There were some reports examining the expression level of TIMP-2. In 2019, Wang and his colleagues reported significantly elevated transcriptional expression levels of TIMP-2 among tumor sites from 1097 BC cases compared to 114 normal controls, which conflicts with, yet holds greater persuasiveness in terms of sample size, than the findings presented by Ozdemir, which involved only 96 BC patients and 35 healthy individuals [19]. Furthermore, in 2022, Krasnikova and co-authors observed a notable decrease in serum TIMP-2 levels post-BC chemo-treatments among 67 BC patients compared with 25 healthy subjects [35]. The authors suggested that reduced serum TIMP-2 could potentially serve as an indicator for endothelial dysfunction resulting from anti-tumor therapy.
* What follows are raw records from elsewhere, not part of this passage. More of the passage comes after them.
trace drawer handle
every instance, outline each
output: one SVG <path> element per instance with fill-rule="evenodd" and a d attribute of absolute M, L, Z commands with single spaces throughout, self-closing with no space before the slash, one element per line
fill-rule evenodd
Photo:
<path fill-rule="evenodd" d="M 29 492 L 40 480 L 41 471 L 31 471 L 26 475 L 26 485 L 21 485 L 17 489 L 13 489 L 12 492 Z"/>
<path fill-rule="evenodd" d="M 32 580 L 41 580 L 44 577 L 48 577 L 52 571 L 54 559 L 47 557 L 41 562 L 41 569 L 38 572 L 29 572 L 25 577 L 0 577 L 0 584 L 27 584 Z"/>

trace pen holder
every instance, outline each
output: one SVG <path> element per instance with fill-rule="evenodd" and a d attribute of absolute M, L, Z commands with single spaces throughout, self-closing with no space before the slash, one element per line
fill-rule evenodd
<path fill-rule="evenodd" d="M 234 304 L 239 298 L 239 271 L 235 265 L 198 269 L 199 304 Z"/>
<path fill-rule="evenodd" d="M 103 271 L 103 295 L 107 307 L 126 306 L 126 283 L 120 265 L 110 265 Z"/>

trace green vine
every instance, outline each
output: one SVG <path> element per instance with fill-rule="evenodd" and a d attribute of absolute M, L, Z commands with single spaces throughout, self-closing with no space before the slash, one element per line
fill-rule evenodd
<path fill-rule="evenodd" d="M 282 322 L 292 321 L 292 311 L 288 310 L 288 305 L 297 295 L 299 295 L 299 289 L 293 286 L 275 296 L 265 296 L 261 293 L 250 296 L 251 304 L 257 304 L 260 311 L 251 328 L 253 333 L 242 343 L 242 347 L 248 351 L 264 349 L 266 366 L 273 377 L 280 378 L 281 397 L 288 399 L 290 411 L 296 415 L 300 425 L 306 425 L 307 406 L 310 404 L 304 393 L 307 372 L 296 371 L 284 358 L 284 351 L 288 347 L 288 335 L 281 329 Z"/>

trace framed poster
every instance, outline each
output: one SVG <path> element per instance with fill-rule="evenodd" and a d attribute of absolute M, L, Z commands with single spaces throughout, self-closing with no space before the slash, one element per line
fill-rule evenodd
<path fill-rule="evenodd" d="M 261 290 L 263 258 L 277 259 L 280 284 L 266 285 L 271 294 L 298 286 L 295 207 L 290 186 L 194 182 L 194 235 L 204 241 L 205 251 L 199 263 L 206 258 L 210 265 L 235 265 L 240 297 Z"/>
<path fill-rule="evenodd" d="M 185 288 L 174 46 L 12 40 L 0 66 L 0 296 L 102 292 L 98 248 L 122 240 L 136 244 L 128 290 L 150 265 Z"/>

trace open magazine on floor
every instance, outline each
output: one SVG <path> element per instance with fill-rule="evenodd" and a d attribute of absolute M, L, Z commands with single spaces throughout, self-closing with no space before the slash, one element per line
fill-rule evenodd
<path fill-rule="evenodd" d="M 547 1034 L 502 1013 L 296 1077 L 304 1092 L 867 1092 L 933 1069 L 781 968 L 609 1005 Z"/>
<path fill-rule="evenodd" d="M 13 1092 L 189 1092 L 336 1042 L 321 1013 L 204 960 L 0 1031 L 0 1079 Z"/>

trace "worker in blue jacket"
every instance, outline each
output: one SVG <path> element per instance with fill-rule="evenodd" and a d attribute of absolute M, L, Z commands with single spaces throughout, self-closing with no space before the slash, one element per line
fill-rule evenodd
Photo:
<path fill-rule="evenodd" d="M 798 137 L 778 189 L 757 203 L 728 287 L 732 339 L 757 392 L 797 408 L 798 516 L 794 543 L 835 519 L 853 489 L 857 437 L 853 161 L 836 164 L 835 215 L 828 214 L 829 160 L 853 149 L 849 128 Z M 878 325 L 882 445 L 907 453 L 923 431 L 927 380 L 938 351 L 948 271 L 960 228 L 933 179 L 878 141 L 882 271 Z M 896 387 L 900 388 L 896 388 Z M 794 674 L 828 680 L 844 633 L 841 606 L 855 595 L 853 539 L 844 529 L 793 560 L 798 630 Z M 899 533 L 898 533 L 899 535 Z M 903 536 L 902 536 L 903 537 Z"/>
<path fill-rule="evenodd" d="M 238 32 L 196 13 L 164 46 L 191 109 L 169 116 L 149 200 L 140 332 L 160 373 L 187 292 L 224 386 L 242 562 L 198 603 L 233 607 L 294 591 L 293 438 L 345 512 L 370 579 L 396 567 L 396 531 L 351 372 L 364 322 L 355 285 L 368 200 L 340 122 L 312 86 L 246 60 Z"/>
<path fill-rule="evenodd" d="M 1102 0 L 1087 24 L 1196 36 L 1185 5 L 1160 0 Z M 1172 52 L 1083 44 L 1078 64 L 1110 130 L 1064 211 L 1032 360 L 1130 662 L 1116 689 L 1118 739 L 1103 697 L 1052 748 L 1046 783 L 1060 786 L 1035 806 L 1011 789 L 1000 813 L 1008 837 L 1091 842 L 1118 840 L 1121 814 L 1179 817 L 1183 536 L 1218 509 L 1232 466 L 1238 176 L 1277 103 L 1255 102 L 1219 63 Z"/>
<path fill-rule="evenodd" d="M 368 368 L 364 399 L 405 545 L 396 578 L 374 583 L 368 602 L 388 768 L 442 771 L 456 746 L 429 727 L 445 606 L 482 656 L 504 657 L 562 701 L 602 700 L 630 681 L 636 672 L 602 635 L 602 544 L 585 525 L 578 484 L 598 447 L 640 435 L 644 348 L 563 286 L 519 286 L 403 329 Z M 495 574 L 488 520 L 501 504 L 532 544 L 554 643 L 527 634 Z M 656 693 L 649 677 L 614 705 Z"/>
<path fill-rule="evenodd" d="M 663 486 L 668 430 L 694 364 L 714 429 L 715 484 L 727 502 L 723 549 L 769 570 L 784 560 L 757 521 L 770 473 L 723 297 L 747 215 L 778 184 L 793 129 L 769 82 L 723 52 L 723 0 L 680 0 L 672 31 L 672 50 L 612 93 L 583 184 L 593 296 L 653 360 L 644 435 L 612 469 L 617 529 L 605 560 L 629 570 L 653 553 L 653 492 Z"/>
Nakopoulou [17] and Jones [36] observed comparable immuno-activity of TIMP-2 in breast primary cancer cells and fibroblasts, while Garbett and colleagues reported heightened TIMP-2 expression in tumor cells compared to fibroblasts and inflammatory cells [36]. Nevertheless, these studies were constrained by small sample sizes and varied types of chemo-treatments. In 2020, Peeney and his colleagues provided evidence from an orthotopic mice model demonstrating the effective suppression of growth and metastasis of TNBC cells by TIMP-2 [18].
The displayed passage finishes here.